Quantitative, statistics-based research can be approached in two quite different ways: Bayesian inference, which takes into account the prior probability of a hypothesis, and frequentist inference, which makes use only of the likelihood of the evidence.
Orthodox quant agencies (such as Ipsos Mori or Gallup) start from the assumption that we know nothing and therefore sample from as large a population as possible – an expensive and time-consuming approach. The result is usually expressed within confidence limits or probability of error.
This academic approach starts by collating existing knowledge from multiple sources, which is then built into a statistical model. It uses the available information to generate a probability that an assumption is correct, then tests that theory against a sample. Bayesian research uses credibility intervals rather than confidence limits.
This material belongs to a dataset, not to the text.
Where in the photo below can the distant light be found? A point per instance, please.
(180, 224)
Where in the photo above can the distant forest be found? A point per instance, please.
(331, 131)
We believe that the Bayesian statistical approach is better suited to market research than the traditional commercial models for a number of reasons:
Because we have used informed opinion to create our hypothesis we can test the hypothesis with a surprisingly small sample (calculated using the Bayesian Stats equation) within reasonable credibility intervals.
"Bayesian" refers to the Reverend Thomas Bayes (c.1702-1761). The development of probability theory in the early 18th century arose to answer questions surrounding gambling, and to underpin the new and related ideas of insurance. A problem arose, known as the question of inverse probability: the mathematicians of the time knew how to find the probability that, say, 4 people aged 50 die in a given year out of a sample of 60, if the probability of any one of them dying was known. But they did not know how to find the probability of one 50-year old dying based on the observation that 4 had died out of 60. The answer was found by Thomas Bayes, and was published in 1763. Like many educated men of his time, Bayes was both a clergyman and an amateur scientist/mathematician. His solution, known as Bayes’ theorem, underlies, and gave its name to, the modern Bayesian approach to the analysis of all kinds of data.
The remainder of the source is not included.